In the United States alone 1 in every 25,000 babies is born with Phenylketonuria (PKU). PKU affects the creation of an enzyme designed to break down phenylalanine which is used to synthesize protein. Tests are available to detect the presence of Phenylketonuria before newborns leave the hospital.

How is Phenylketonuria transmitted?

PKU is an inherited condition and passed down when both parents also have it. The gene that is passed down is called Phenylalanine Hydroxylase (PAH). For a child to develop Phenylketonuria each parent must pass to them an abnormal PAH gene. It is possible to have one normal and one abnormal PAH gene and be a carrier but not be afflicted.
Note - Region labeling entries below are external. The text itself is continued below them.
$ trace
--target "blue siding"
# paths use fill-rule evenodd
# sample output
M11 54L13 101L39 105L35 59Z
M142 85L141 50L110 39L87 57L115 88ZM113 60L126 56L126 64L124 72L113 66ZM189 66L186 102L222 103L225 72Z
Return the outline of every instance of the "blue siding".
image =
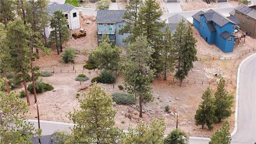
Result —
M216 31L211 31L208 28L207 23L212 23L216 29ZM234 29L233 27L234 24L229 22L222 27L219 26L213 21L207 21L204 15L201 15L200 22L195 19L193 19L193 25L198 30L201 36L209 44L214 44L223 52L229 52L233 51L235 37L231 36L226 39L220 36L220 34L227 31L234 33ZM228 41L229 38L232 37L231 41Z
M193 25L199 31L200 29L200 22L196 19L193 19Z

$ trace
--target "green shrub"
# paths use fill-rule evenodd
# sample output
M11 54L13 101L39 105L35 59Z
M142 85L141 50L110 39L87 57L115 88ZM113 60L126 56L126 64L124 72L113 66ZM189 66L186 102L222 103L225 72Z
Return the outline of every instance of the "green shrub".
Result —
M129 105L135 104L136 98L131 94L122 92L114 92L112 93L113 101L117 104Z
M87 63L85 65L84 65L84 68L89 70L97 69L97 67L95 64Z
M85 74L79 74L77 77L86 77L86 76L85 75Z
M122 91L122 90L124 90L124 87L122 85L119 85L118 86L118 88L119 88L119 90Z
M74 63L75 50L71 47L68 47L65 49L65 53L62 55L62 60L65 63Z
M92 83L100 83L100 77L98 77L98 76L97 76L97 77L93 77L92 80L91 80L91 82Z
M166 106L164 109L165 109L165 110L166 112L169 111L169 110L170 110L169 106Z
M86 81L88 81L89 79L90 78L87 76L85 76L85 77L76 77L75 80L76 80L76 81L85 82Z
M41 73L41 76L43 77L50 76L52 75L52 72L48 70L43 71Z
M108 70L103 70L100 75L100 82L103 84L113 84L116 82L116 76Z
M37 93L42 93L47 91L51 91L54 89L52 85L47 83L43 83L42 79L36 81L35 82L35 85L36 92ZM33 86L32 83L28 85L27 89L28 91L29 91L31 94L34 94Z
M19 94L19 97L21 98L23 98L26 97L26 93L25 91L22 91L20 92L20 94Z

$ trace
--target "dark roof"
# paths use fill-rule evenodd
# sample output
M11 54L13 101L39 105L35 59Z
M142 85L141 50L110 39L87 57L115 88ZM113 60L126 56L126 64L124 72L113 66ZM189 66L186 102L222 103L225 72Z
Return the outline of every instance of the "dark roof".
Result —
M171 17L169 17L168 18L168 23L178 24L182 19L185 20L185 23L188 23L188 21L187 19L179 14L176 14Z
M226 30L225 31L222 33L221 34L220 34L220 36L226 39L227 38L228 38L228 37L230 36L235 36L234 35L233 35L232 34L231 34L230 33L228 32L228 31Z
M207 23L207 26L208 26L208 28L211 32L216 31L216 29L215 29L215 27L212 23Z
M249 16L251 18L256 19L256 10L248 7L248 6L241 4L235 8L236 11Z
M52 4L48 5L47 10L50 16L52 16L55 11L70 12L74 8L75 8L75 7L69 4L60 4L56 2L53 2Z
M116 23L123 21L124 10L101 10L97 11L96 23Z
M212 21L220 27L222 27L229 22L236 24L234 21L212 9L201 15L204 15L207 21Z
M234 21L236 25L238 25L240 23L238 19L236 16L234 15L230 15L230 17L227 17L227 18L231 20L231 21Z
M200 18L201 18L201 16L200 15L202 14L204 14L204 12L202 11L200 11L193 15L192 16L192 18L194 18L195 20L196 20L197 21L200 22Z

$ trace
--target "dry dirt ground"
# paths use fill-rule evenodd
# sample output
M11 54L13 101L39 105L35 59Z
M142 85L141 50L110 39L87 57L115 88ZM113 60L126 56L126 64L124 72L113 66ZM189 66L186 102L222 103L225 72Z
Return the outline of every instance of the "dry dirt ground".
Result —
M186 3L185 0L181 0L183 4L181 8L183 11L198 10L203 9L211 9L221 7L221 3L213 3L207 4L202 0L188 0ZM239 2L238 1L228 1L233 6L237 6Z
M92 20L92 21L93 20L93 18L91 17L86 19ZM83 23L83 21L81 20L81 22ZM83 87L90 83L89 80L82 83L82 85L79 85L79 83L74 80L78 75L74 71L70 71L69 73L60 73L61 69L72 70L73 66L76 70L82 70L83 66L88 58L88 52L91 52L97 46L94 22L90 25L84 23L81 26L86 30L87 36L76 41L70 40L67 43L66 46L72 46L80 52L77 52L76 55L75 64L64 63L61 60L61 55L63 52L60 55L57 55L55 51L53 51L51 55L48 56L45 56L41 53L40 59L35 62L35 65L40 66L41 70L54 69L53 76L42 77L43 81L52 85L54 90L38 94L41 119L71 123L66 116L68 115L69 112L73 110L73 108L79 108L78 99L76 98L76 94L78 93L77 91L79 87ZM247 37L245 46L241 45L239 47L235 47L234 52L223 53L216 46L207 44L198 34L196 34L197 31L194 28L193 30L197 39L196 44L198 58L223 57L230 55L238 57L242 52L249 49L254 47L255 51L251 51L237 60L202 60L196 61L194 62L194 68L189 72L182 86L179 86L178 82L176 79L174 79L174 83L173 82L173 74L169 74L167 81L162 80L161 77L156 78L152 84L155 99L153 102L145 106L145 113L143 115L143 118L139 117L139 111L135 106L117 105L114 107L117 110L116 126L121 129L127 129L129 125L134 127L140 121L149 123L154 117L163 117L166 123L166 133L167 133L175 128L175 114L179 111L179 128L187 132L190 136L210 137L221 126L222 123L214 124L213 130L210 131L207 129L202 130L200 126L195 125L194 117L201 100L202 94L209 86L209 82L211 83L211 87L215 90L218 78L214 75L220 73L225 75L228 81L227 87L228 91L235 95L237 68L242 59L252 53L256 52L256 41ZM89 74L89 70L85 70L86 75L90 79L97 75L97 71L90 71ZM97 71L99 74L99 71ZM100 84L105 87L109 92L120 92L117 86L123 85L123 76L120 74L115 84L115 89L113 89L112 84ZM86 92L86 91L84 92ZM30 101L33 101L33 95L30 95ZM25 99L23 99L25 100ZM166 106L170 106L170 113L164 111L165 107ZM233 109L234 110L234 107ZM29 119L35 119L36 110L33 105L30 106L29 112L30 113L27 117ZM233 115L228 118L229 122L231 124L230 131L234 129L234 117ZM121 123L121 121L124 121L123 119L125 121L124 123Z

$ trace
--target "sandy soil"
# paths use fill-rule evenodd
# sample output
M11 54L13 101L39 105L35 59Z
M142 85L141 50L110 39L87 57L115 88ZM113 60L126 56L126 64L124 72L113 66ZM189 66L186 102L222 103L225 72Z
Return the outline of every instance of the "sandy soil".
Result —
M86 17L85 18L86 20L90 19L93 21L93 18ZM75 41L70 40L65 46L72 46L78 52L77 52L76 55L75 64L64 63L61 60L61 55L63 53L60 55L57 55L56 52L53 52L52 54L49 56L44 56L40 53L40 59L35 62L36 65L41 66L41 70L54 69L53 76L42 78L44 82L52 85L54 90L38 94L41 119L72 122L66 116L68 115L69 112L72 111L73 108L79 108L78 99L76 98L76 94L78 93L77 90L79 87L90 83L89 80L83 82L82 85L79 85L79 83L74 80L78 74L73 72L60 73L60 69L73 69L73 66L76 70L82 70L83 66L87 59L88 53L97 46L95 22L93 22L87 25L83 23L83 20L81 20L81 22L82 24L81 26L86 30L87 36ZM243 51L252 49L256 46L256 41L248 37L246 37L245 46L241 45L239 47L235 47L234 52L223 53L215 46L207 44L198 35L198 33L196 34L196 30L194 28L193 30L194 35L197 39L197 49L198 57L237 56ZM145 113L143 114L143 117L142 118L139 117L139 111L136 106L117 105L114 107L117 110L116 125L121 129L127 129L129 125L134 127L140 121L149 123L154 117L163 117L166 123L167 133L174 129L175 113L179 111L180 116L179 128L187 132L190 136L210 137L221 126L222 123L214 124L213 131L207 129L202 130L200 126L196 126L195 125L194 120L196 110L201 100L202 94L209 86L209 82L211 82L210 86L213 90L216 89L218 78L214 77L214 73L209 76L209 74L205 73L206 69L218 69L225 74L227 80L233 82L228 83L227 89L235 95L236 71L238 66L243 59L253 52L256 52L256 51L251 51L250 53L243 55L241 59L236 60L236 62L235 60L196 61L194 62L194 68L189 72L188 77L185 80L184 85L181 87L179 86L177 80L173 83L172 78L173 74L172 73L169 74L167 81L162 80L162 78L155 79L152 84L155 99L153 102L145 106ZM86 74L90 79L97 75L96 71L92 71L90 74ZM106 87L106 90L110 93L120 91L117 88L118 85L123 85L123 76L120 74L115 84L114 89L111 84L100 84L100 85ZM189 80L188 83L187 80ZM194 83L195 81L196 84ZM204 82L203 85L202 81ZM33 101L33 95L30 96L30 101ZM25 99L23 99L25 100ZM170 113L164 111L166 106L170 106ZM29 112L30 114L28 115L27 117L35 119L36 110L33 106L30 106ZM230 131L234 129L234 117L233 115L228 118L229 122L231 123ZM124 123L121 123L123 119L125 120Z
M238 1L228 1L228 2L234 6L236 6L238 5ZM199 0L188 0L188 2L187 3L185 0L181 0L181 3L183 4L181 8L183 11L198 10L203 9L221 7L221 3L207 4L202 1Z

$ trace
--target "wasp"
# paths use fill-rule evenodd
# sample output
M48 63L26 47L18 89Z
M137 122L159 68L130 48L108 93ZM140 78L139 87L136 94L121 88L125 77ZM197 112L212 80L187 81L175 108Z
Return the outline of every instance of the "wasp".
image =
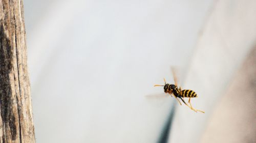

What happens to a child with PKU?

Children with Phenylketonuria will exhibit signs of apathy early on, often within the first 6 months to a year. As age progresses, this will appear to cause delayed maturation and lead to behavioral problems. Visible symptoms of PKU may be rash, dry skin, or even seizures. Ultimately, this buildup of phenylalanine can lead to brain damage, retardation, or even death.

Testing for PKU

Before newborns leave the hospital, a device is used to make a slight incision in the heel and a drop of blood is drawn onto test paper. This is then sent for laboratory testing. If preliminary tests indicate the presence of Phenylketonuria additional blood and urine screening is done to verify results.

PKU symptoms are treatable through a restricted diet that is low in Phenylalanine. Affected children will need to follow this regimen up through adolescence and early adulthood at a minimum. As of 2007, medical treatments have been developed to help manage symptoms as well but research is ongoing.